Issue
Is income derived by the taxpayer, a resident of Australia, for consulting in Australia on behalf of German firms, assessable under subsection 6-5(2) of the Income Tax Assessment Act 1997 (ITAA 1997)?
Decision
Yes. The income derived by the taxpayer from consulting on behalf of German firms in Australia is assessable under subsection 6-5(2) of the ITAA 1997.
Facts
The taxpayer intends to earn income from working as an independent consultant. The taxpayer has been approached by a German based company to represent their interests in Australia for a short period of time.
The taxpayer will be acting on behalf of the German based company in lobbying Australian companies and the Australian Government.
The taxpayer will undertake the independent consultancy work from home. The taxpayer will not have an office in Germany.
Remuneration will be paid by the German based company directly into the taxpayer's German bank account.
The taxpayer will only be paid for the services provided, and will not be paid if the contract is terminated.
Reasons for Decision
Subsection 6-5 (2) of the ITAA 1997 provides that the assessable income of an Australian resident will include ordinary income derived from all sources, whether in or out of Australia, during the income year.
Salary and wages are ordinary income for the purposes of subsection 6-5(2) of the ITAA 1997.
However, when income is derived from a foreign source, it is necessary to consider not only the income tax laws but also any applicable double tax agreement contained in the International Tax Agreements Act 1953 (the Agreements Act).
Section 4 of the Agreements Act incorporates that Act with the Income Tax Assessment Act 1936 (ITAA 1936) and ITAA 1997 so that those Acts are read as one. The Agreements Act effectively overrides the ITAA 1936 and the ITAA 1997 where there are inconsistent provisions (except in some limited situations).
Schedule 9 to the Agreements Act contains the double tax agreement between Australia and Germany (the German Agreement). The German Agreement operates to avoid the double taxation of income received by Australian and German residents.
Article 13 of the German Agreement provides that income derived by an individual who is a resident of Australia in respect of professional services, or other independent activities of a similar character, shall be taxable only in Australia unless the taxpayer has a fixed base regularly available to them in Germany for the purpose of performing their activities. If the taxpayer has such a fixed base, the income may be taxed in Germany but only so much of it as is attributable to that fixed base.
In Thiel v. Federal Commissioner of Taxation (1990) 171 CLR 338; 21 ATR 531; 90 ATC 4717 (Thiel), the High Court accepted that the OECD Model Tax Convention on Income and on Capital (the OECD Model) may be relevant to the interpretation of Double Tax Agreements based on the OECD Model. The High Court approved recourse to the OECD Model under Article 32 of the Vienna Convention (see paragraph 102 of Taxation Ruling TR 2001/13).
Article 13 of the German Agreement is the same in substance as the former Article 14 of the OECD Model.

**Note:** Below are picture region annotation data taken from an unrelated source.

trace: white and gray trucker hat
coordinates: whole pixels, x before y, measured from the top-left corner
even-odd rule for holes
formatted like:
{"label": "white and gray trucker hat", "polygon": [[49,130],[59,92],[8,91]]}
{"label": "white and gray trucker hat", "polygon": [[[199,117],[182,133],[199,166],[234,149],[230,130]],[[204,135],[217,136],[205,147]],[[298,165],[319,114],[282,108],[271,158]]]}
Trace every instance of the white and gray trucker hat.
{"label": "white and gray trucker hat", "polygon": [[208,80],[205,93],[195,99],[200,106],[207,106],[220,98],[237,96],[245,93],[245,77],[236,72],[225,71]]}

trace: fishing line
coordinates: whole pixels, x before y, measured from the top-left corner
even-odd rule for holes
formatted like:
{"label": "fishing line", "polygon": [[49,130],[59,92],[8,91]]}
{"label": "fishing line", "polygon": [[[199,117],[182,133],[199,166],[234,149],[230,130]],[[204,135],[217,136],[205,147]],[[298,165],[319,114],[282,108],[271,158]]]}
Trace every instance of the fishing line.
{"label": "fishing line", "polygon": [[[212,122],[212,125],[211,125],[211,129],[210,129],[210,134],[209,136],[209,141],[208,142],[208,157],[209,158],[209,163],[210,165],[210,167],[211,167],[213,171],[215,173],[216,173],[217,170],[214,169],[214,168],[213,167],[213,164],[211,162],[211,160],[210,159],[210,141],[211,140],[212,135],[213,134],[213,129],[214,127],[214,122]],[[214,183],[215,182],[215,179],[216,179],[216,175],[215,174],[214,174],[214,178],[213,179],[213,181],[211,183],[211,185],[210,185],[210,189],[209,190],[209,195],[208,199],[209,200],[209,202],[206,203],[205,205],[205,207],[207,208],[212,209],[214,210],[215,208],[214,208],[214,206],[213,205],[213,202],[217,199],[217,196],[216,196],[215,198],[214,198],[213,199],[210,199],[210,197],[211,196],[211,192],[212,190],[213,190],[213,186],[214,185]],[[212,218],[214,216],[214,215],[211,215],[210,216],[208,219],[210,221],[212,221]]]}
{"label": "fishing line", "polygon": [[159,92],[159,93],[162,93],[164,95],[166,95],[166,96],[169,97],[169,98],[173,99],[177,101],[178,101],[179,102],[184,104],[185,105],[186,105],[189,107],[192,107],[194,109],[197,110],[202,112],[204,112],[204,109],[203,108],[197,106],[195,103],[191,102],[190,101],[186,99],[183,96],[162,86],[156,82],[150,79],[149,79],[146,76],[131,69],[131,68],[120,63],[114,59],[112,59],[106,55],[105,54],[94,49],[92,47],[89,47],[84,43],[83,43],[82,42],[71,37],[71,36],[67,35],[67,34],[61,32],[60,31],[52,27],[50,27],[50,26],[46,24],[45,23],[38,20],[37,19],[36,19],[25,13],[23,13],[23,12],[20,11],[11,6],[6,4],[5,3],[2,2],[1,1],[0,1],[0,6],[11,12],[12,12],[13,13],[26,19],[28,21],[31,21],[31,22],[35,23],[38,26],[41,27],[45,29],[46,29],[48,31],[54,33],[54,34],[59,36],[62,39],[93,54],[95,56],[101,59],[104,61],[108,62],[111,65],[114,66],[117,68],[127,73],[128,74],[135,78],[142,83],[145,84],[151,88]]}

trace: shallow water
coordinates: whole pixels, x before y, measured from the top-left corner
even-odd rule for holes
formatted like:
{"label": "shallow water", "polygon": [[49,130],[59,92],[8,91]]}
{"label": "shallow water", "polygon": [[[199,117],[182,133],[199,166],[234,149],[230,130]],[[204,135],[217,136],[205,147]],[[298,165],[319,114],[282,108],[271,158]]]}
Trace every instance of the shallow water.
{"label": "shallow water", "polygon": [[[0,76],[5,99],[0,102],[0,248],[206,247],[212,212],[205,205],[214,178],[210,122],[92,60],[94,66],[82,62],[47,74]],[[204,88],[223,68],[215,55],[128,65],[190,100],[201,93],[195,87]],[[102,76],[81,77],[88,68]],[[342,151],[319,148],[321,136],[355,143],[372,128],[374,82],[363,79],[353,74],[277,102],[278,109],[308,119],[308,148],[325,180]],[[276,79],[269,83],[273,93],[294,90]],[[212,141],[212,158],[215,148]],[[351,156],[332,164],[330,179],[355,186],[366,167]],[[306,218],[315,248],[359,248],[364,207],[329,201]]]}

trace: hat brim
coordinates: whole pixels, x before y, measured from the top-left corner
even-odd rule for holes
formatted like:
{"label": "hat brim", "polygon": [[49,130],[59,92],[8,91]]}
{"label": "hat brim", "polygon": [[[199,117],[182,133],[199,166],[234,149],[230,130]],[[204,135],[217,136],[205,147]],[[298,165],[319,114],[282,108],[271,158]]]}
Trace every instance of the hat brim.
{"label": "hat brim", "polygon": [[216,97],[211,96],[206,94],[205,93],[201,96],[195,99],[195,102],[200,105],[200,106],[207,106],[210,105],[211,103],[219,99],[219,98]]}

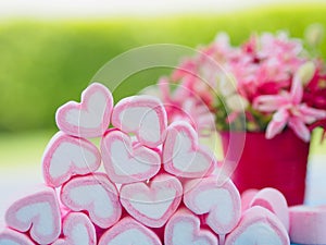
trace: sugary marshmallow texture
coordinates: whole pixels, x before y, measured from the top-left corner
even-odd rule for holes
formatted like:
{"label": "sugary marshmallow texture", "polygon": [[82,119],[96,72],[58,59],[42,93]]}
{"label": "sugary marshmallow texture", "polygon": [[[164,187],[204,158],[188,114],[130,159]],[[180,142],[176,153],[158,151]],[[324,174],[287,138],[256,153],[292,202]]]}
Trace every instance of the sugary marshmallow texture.
{"label": "sugary marshmallow texture", "polygon": [[98,83],[63,105],[42,158],[47,186],[8,209],[0,245],[288,245],[283,195],[258,192],[241,213],[238,189],[215,174],[196,130],[167,121],[159,99],[114,106]]}

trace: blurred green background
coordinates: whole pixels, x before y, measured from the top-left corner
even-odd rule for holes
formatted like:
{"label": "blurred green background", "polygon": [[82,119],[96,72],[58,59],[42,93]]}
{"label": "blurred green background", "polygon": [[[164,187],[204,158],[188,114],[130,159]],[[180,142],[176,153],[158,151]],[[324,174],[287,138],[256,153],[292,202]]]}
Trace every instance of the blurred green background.
{"label": "blurred green background", "polygon": [[[325,13],[326,4],[292,4],[215,15],[1,20],[0,164],[14,164],[17,156],[13,156],[12,149],[17,148],[26,162],[28,156],[40,157],[55,132],[57,108],[67,100],[79,101],[80,91],[96,72],[131,48],[151,44],[195,48],[209,44],[222,30],[229,34],[234,45],[253,32],[263,30],[286,29],[293,37],[303,37],[305,27],[312,23],[326,27]],[[325,59],[326,39],[319,52]],[[115,100],[168,73],[168,69],[156,69],[128,77],[133,86],[116,89]]]}

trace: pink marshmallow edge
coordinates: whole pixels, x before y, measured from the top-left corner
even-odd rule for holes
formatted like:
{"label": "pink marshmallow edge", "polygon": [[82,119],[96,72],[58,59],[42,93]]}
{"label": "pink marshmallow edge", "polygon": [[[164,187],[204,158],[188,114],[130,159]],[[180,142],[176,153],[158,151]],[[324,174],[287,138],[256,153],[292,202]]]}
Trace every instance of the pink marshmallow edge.
{"label": "pink marshmallow edge", "polygon": [[[227,223],[221,222],[214,215],[214,212],[224,212],[224,210],[218,208],[218,204],[208,204],[208,206],[210,205],[209,209],[201,209],[201,207],[198,207],[197,205],[198,195],[205,191],[216,189],[227,192],[231,199],[231,206],[228,208],[231,209],[233,217]],[[225,235],[235,229],[241,217],[241,199],[238,189],[230,180],[221,185],[216,176],[187,182],[184,188],[184,204],[196,215],[206,215],[204,219],[205,224],[218,235]]]}
{"label": "pink marshmallow edge", "polygon": [[[159,124],[160,124],[160,139],[156,142],[147,140],[140,131],[141,122],[139,122],[138,128],[130,128],[127,123],[122,121],[121,117],[124,115],[125,110],[129,108],[149,108],[153,109],[158,115]],[[167,127],[167,115],[163,103],[152,96],[130,96],[122,99],[116,103],[112,113],[112,124],[116,128],[125,132],[125,133],[135,133],[139,143],[150,148],[155,148],[163,143],[165,139],[166,127]],[[149,132],[151,133],[151,132]]]}
{"label": "pink marshmallow edge", "polygon": [[52,245],[74,244],[73,241],[73,229],[75,225],[82,224],[87,230],[88,244],[97,244],[96,229],[89,218],[83,212],[70,212],[63,219],[63,237],[57,240]]}
{"label": "pink marshmallow edge", "polygon": [[285,196],[276,188],[263,188],[251,200],[250,207],[261,206],[268,209],[284,224],[287,232],[290,228],[289,207]]}
{"label": "pink marshmallow edge", "polygon": [[[130,217],[123,218],[113,228],[109,229],[100,238],[99,245],[106,245],[115,237],[124,236],[125,235],[124,233],[130,230],[139,231],[145,236],[147,236],[148,240],[151,241],[153,245],[162,245],[160,238],[153,231],[151,231],[149,228],[142,225],[141,223],[139,223],[138,221],[134,220]],[[125,235],[124,244],[127,244],[131,238],[133,237],[128,237]]]}
{"label": "pink marshmallow edge", "polygon": [[[249,226],[259,222],[267,224],[279,237],[281,245],[290,245],[289,235],[284,224],[273,212],[260,206],[249,208],[242,215],[239,224],[226,236],[225,245],[236,244],[237,238],[243,234]],[[254,238],[254,236],[252,238]]]}
{"label": "pink marshmallow edge", "polygon": [[0,244],[11,241],[20,245],[35,245],[27,235],[7,229],[0,233]]}
{"label": "pink marshmallow edge", "polygon": [[[80,155],[83,154],[83,150],[86,149],[90,152],[93,154],[95,156],[95,162],[87,162],[87,166],[83,168],[77,168],[76,166],[73,164],[73,162],[66,162],[66,164],[71,164],[70,169],[67,172],[60,176],[52,176],[50,173],[50,168],[51,168],[51,161],[53,154],[57,151],[58,147],[61,146],[63,143],[70,143],[76,146],[80,147]],[[62,156],[63,159],[66,158],[67,156],[64,155]],[[58,132],[49,142],[43,157],[42,157],[42,172],[43,172],[43,179],[45,182],[52,187],[59,187],[65,182],[67,182],[72,176],[74,175],[85,175],[91,172],[95,172],[100,168],[101,164],[101,154],[98,150],[98,148],[89,140],[84,139],[84,138],[76,138],[73,136],[70,136],[63,132]],[[53,167],[52,167],[53,168]]]}
{"label": "pink marshmallow edge", "polygon": [[[102,123],[98,127],[95,128],[87,128],[83,125],[73,125],[66,121],[66,114],[70,110],[79,110],[79,111],[89,111],[88,102],[91,98],[91,96],[96,93],[102,93],[104,97],[106,98],[106,107],[102,114]],[[80,103],[75,101],[68,101],[65,105],[61,106],[55,113],[55,121],[58,127],[65,132],[68,135],[72,136],[78,136],[78,137],[99,137],[102,136],[102,134],[108,130],[110,124],[110,119],[112,114],[113,109],[113,97],[111,91],[99,83],[92,83],[89,85],[83,93],[82,93],[82,99]],[[82,122],[80,122],[82,123]]]}
{"label": "pink marshmallow edge", "polygon": [[[158,200],[156,193],[159,191],[173,189],[175,191],[174,198],[172,203],[168,205],[166,211],[159,219],[154,219],[146,216],[146,213],[140,212],[133,206],[133,203],[138,203],[137,197],[135,195],[147,195],[150,200],[152,200],[152,205],[160,205],[162,201],[167,200]],[[135,197],[135,199],[134,199]],[[183,185],[178,179],[172,176],[170,174],[159,174],[154,176],[148,184],[146,183],[133,183],[133,184],[124,184],[121,187],[120,192],[120,200],[122,206],[126,209],[126,211],[136,220],[141,222],[142,224],[150,228],[161,228],[163,226],[168,218],[173,216],[173,213],[177,210],[179,204],[183,198]],[[141,201],[141,200],[139,200]]]}
{"label": "pink marshmallow edge", "polygon": [[[39,211],[39,213],[35,215],[35,217],[30,218],[30,220],[26,222],[23,222],[17,218],[17,212],[22,212],[24,208],[42,203],[47,203],[49,205],[51,217],[53,218],[52,231],[50,234],[41,234],[36,228],[42,210],[38,209],[37,211]],[[42,215],[45,216],[45,213]],[[9,228],[20,232],[29,231],[30,237],[39,244],[49,244],[54,242],[61,233],[61,212],[54,189],[46,188],[45,191],[14,201],[5,212],[5,222]]]}
{"label": "pink marshmallow edge", "polygon": [[290,238],[298,244],[326,244],[326,208],[290,207]]}
{"label": "pink marshmallow edge", "polygon": [[[190,212],[188,209],[186,208],[180,208],[178,209],[167,221],[166,225],[165,225],[165,231],[164,231],[164,244],[165,245],[178,245],[175,244],[174,241],[174,235],[178,235],[175,234],[174,229],[175,225],[177,225],[179,222],[183,223],[188,223],[192,226],[193,229],[193,233],[189,234],[189,241],[196,242],[198,238],[204,240],[206,242],[206,244],[210,245],[217,245],[218,244],[218,240],[216,237],[216,235],[206,230],[206,229],[202,229],[200,226],[200,219],[193,215],[192,212]],[[185,242],[185,241],[183,241]]]}
{"label": "pink marshmallow edge", "polygon": [[[179,170],[175,168],[173,159],[175,158],[175,152],[174,152],[175,145],[179,133],[183,133],[184,136],[187,135],[191,144],[189,152],[201,154],[204,156],[209,166],[205,170],[198,171],[198,172],[190,172],[187,170]],[[196,133],[193,127],[186,122],[174,122],[167,127],[166,138],[163,144],[162,155],[163,155],[164,170],[176,176],[190,177],[190,179],[203,177],[210,175],[216,167],[216,159],[213,156],[213,154],[210,150],[208,150],[205,147],[199,145],[198,134]],[[200,162],[196,162],[196,163],[200,163]]]}
{"label": "pink marshmallow edge", "polygon": [[[114,161],[117,161],[117,159],[113,159],[115,152],[112,152],[111,150],[112,144],[115,140],[120,140],[125,144],[125,149],[128,154],[129,159],[137,159],[137,157],[141,159],[147,158],[147,162],[145,162],[145,164],[149,164],[150,162],[150,169],[146,172],[140,172],[131,175],[117,174],[114,169]],[[109,179],[114,183],[129,184],[146,181],[154,176],[161,169],[161,156],[160,154],[158,154],[158,151],[147,148],[140,144],[134,144],[133,146],[130,137],[117,130],[108,131],[108,133],[105,133],[101,140],[101,152],[105,172]]]}
{"label": "pink marshmallow edge", "polygon": [[[96,211],[95,211],[95,204],[92,201],[88,204],[78,204],[74,201],[71,198],[71,193],[78,188],[78,187],[87,187],[87,186],[93,186],[93,185],[100,185],[105,194],[108,195],[108,198],[110,199],[111,204],[106,205],[112,205],[112,209],[114,210],[112,212],[111,217],[108,218],[101,218],[99,217]],[[86,191],[85,196],[90,194],[87,194]],[[86,176],[77,176],[72,179],[70,182],[63,185],[61,193],[60,193],[61,201],[63,205],[65,205],[67,208],[70,208],[73,211],[87,211],[89,215],[90,220],[99,225],[102,229],[106,229],[115,224],[122,215],[122,206],[118,201],[118,192],[116,186],[108,179],[106,174],[104,173],[93,173],[90,175]]]}

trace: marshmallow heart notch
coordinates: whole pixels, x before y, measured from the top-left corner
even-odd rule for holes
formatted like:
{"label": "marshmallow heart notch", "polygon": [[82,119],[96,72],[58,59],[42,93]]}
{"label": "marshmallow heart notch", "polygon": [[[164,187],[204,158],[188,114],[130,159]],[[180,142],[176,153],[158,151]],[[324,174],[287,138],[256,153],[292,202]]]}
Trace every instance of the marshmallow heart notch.
{"label": "marshmallow heart notch", "polygon": [[43,179],[48,185],[59,187],[74,175],[95,172],[100,164],[100,151],[92,143],[59,132],[43,154]]}
{"label": "marshmallow heart notch", "polygon": [[289,207],[285,196],[276,188],[263,188],[258,192],[250,203],[250,206],[261,206],[273,212],[284,224],[285,229],[290,229]]}
{"label": "marshmallow heart notch", "polygon": [[241,217],[238,226],[225,238],[225,245],[289,245],[289,235],[269,210],[255,206]]}
{"label": "marshmallow heart notch", "polygon": [[121,131],[109,131],[101,142],[104,169],[109,179],[118,184],[146,181],[161,169],[160,155],[142,145],[134,145]]}
{"label": "marshmallow heart notch", "polygon": [[115,106],[112,124],[125,133],[134,133],[142,145],[154,148],[165,138],[167,115],[155,97],[131,96]]}
{"label": "marshmallow heart notch", "polygon": [[82,102],[66,102],[57,110],[58,127],[77,137],[99,137],[108,130],[113,108],[111,91],[92,83],[82,94]]}
{"label": "marshmallow heart notch", "polygon": [[167,127],[163,144],[164,170],[181,177],[203,177],[215,167],[214,155],[198,144],[198,135],[186,122],[174,122]]}
{"label": "marshmallow heart notch", "polygon": [[209,230],[200,229],[200,219],[186,208],[171,217],[164,231],[165,245],[218,245],[217,237]]}
{"label": "marshmallow heart notch", "polygon": [[292,206],[290,212],[290,238],[298,244],[326,244],[326,206]]}
{"label": "marshmallow heart notch", "polygon": [[158,235],[130,217],[125,217],[100,238],[99,245],[162,245]]}
{"label": "marshmallow heart notch", "polygon": [[0,233],[0,245],[34,245],[27,235],[10,229]]}
{"label": "marshmallow heart notch", "polygon": [[117,189],[104,173],[72,179],[62,186],[60,197],[71,210],[87,211],[102,229],[115,224],[122,215]]}
{"label": "marshmallow heart notch", "polygon": [[7,210],[5,222],[16,231],[29,231],[38,244],[54,242],[61,232],[61,213],[54,189],[45,187],[13,203]]}
{"label": "marshmallow heart notch", "polygon": [[71,212],[63,220],[64,238],[57,240],[52,245],[96,245],[96,229],[83,212]]}
{"label": "marshmallow heart notch", "polygon": [[170,174],[160,174],[148,184],[143,182],[122,185],[120,199],[127,212],[150,228],[163,226],[178,208],[183,185]]}
{"label": "marshmallow heart notch", "polygon": [[218,235],[229,233],[241,217],[240,194],[230,180],[223,185],[216,176],[189,181],[184,203],[196,215],[205,215],[204,222]]}

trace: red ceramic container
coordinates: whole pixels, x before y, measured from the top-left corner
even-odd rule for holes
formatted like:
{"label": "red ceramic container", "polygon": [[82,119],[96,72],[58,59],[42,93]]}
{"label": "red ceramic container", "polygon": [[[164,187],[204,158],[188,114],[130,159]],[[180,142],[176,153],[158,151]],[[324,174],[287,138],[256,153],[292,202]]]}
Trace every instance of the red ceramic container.
{"label": "red ceramic container", "polygon": [[[235,138],[231,144],[230,137]],[[226,162],[238,161],[231,179],[240,193],[275,187],[284,193],[289,205],[303,203],[310,144],[298,138],[292,130],[286,128],[272,139],[266,139],[263,132],[222,132],[221,138]],[[237,143],[237,138],[244,142]]]}

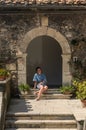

Paragraph 2 of 'Commentary on Article 14' in the OECD Model defines the concept of professional services to include professional activities of an 'independent' nature. Thus the provision of consulting services by the taxpayer is considered independent personal services for the purposes of article 13 of the German Agreement.
Paragraph 4 of 'Commentary on Article 14' in the OECD Model suggests that a fixed base is a centre of activity of a fixed or a permanent nature, and would include a physician's consulting room or the office of an architecture or lawyer. The taxpayer will not have an office or any other business premises in Germany.
The taxpayer will derive income from his consultancy. As the taxpayer is a resident of Australia for tax purposes, and does not have a fixed base (such as an office) in Germany, Article 13 of the German Agreement provides that this income will be assessable in Australia, and as a consequence, the consultancy income will not be taxed in Germany.
Therefore, the income the taxpayer receives from consulting in Australia will be assessable under subsection 6-5(2) of the ITAA 1997, as the German Agreement provides that Australia has the right to tax that income.